EAST VILLAGE, Manhattan (WABC) -- A nearly 300-year-old bell that survived a Manhattan church fire earlier this month will ring once again.
The six-alarm blaze gutted the Middle Collegiate Church in the East Village in the early morning hours of Saturday, December 5, starting in a vacant five-story building and spreading to the historic structure.
You can now see right through the building on Second Avenue, but at the top of the steeple, the New York Liberty Bell remains intact.
"I couldn't believe it," the Reverend Jacqui Lewis said. "If you look at my building, if you look at my fire...how is it possible that the bell is intact, and it is, it's amazing."
VIDEO: Firefighters work to put out raging fire that gutted historic East Village church
Rev. Lewis said he was awed by the photos taken by a Department of Buildings inspector over the weekend. The bell was cast in Holland in 1731, and in the centuries since, it has rung in momentous events from the birth of the United States in 1776 to the attacks on 9/11.
"The bell represents the song that we keep singing," he said. "Of love, and when it rings again, we're all going to (scream with joy)."
The church was built in 1892, and it seems the facade and steeple will survive -- and the plan is to rebuild.
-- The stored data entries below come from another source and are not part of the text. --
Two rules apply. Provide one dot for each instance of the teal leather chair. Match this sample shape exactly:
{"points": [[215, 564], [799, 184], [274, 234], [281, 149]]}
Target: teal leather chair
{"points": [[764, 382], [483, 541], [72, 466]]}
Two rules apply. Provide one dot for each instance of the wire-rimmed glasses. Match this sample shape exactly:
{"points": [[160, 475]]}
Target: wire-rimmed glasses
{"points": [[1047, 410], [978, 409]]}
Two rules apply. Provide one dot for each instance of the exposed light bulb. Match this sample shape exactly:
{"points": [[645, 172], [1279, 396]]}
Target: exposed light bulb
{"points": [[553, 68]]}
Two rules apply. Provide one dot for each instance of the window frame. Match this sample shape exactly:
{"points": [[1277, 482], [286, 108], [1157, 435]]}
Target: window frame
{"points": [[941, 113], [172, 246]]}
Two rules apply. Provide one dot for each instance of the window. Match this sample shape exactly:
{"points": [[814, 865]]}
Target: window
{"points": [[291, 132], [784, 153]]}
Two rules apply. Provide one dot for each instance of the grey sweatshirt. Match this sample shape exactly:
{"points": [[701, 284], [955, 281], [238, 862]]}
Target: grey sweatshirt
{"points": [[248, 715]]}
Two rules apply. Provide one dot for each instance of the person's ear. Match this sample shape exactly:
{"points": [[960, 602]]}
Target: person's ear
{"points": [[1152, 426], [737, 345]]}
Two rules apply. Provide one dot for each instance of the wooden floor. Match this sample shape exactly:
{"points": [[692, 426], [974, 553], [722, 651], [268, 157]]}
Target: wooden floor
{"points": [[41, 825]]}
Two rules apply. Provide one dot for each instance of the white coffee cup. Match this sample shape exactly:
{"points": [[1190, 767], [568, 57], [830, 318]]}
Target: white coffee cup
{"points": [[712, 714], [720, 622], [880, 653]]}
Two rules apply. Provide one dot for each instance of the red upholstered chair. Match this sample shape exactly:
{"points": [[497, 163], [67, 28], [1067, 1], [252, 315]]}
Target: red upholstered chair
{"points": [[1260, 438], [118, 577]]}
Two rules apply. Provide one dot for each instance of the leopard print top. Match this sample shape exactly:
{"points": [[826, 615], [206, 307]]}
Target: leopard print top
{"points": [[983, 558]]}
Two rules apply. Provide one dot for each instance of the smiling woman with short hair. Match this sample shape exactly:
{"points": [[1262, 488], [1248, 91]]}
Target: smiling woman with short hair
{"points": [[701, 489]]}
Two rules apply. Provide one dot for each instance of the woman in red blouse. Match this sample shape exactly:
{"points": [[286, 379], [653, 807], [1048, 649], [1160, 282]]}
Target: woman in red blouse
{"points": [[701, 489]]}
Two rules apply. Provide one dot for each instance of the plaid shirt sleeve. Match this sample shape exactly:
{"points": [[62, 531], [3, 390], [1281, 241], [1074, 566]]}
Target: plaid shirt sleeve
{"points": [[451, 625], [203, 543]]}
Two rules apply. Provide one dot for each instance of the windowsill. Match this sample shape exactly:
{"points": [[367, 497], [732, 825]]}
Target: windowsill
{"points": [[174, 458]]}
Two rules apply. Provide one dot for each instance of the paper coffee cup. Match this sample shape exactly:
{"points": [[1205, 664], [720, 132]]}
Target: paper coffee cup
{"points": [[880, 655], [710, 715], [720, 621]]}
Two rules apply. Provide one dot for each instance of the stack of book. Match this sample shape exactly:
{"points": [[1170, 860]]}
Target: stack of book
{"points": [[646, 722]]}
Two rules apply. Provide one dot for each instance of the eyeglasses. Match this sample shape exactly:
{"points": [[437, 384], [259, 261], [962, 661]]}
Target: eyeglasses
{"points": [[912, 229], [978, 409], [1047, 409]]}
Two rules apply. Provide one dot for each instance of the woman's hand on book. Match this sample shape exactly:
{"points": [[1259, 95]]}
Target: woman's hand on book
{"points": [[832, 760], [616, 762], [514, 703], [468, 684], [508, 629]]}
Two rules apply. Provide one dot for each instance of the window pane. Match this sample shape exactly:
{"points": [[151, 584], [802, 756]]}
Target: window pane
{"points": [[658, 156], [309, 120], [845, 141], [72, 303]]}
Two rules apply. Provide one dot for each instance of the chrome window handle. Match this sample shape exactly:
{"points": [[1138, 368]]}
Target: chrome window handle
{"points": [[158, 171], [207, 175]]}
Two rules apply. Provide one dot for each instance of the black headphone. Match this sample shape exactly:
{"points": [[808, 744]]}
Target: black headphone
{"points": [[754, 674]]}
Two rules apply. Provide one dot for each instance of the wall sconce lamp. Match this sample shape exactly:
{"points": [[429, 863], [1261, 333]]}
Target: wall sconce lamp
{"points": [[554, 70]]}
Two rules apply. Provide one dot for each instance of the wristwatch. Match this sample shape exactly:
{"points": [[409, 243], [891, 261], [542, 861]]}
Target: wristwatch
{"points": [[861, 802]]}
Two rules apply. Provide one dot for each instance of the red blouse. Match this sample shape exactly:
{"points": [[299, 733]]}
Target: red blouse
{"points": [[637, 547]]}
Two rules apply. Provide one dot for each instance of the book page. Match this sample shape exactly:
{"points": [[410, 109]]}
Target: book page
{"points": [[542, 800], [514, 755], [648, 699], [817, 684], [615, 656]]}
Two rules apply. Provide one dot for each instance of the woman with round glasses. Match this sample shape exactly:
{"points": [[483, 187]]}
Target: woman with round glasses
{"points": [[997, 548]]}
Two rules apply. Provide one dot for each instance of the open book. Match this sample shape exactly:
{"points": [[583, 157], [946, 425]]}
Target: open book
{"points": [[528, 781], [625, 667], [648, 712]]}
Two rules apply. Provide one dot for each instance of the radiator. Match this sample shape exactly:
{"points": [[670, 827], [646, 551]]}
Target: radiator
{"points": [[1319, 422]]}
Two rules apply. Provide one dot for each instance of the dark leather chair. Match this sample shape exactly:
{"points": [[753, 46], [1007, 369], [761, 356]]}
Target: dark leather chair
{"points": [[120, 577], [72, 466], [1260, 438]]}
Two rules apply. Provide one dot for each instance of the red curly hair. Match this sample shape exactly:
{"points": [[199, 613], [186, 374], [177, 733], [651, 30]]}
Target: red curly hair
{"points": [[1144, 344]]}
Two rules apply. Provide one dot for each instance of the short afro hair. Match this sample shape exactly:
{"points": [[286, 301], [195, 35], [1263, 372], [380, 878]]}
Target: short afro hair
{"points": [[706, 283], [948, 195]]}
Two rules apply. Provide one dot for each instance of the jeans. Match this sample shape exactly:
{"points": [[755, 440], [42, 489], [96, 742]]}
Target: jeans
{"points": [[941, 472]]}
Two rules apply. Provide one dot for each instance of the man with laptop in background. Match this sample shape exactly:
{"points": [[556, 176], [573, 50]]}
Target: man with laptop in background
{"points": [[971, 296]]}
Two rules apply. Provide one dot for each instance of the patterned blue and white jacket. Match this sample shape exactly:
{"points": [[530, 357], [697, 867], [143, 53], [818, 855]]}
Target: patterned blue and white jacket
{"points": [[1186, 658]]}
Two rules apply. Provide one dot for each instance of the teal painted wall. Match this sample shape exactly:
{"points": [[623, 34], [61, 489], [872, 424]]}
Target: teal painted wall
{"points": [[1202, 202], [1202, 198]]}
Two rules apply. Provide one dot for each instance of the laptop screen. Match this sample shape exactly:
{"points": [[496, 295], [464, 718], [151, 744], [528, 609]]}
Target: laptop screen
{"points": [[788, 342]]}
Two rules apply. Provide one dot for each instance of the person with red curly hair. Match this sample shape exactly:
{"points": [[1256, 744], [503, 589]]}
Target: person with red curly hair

For now, worship will continue virtually, as it has done during the pandemic. And on Sunday, other bells will chime.
Related: Community coming together after fire destroys historic East Village church
"Our neighborhood churches will ring other bells, because we can't ring ours," Rev. Lewis said. "We will do a socially distanced ring around the neighborhood.
It is a congregation able to lean on the larger community, and on each other.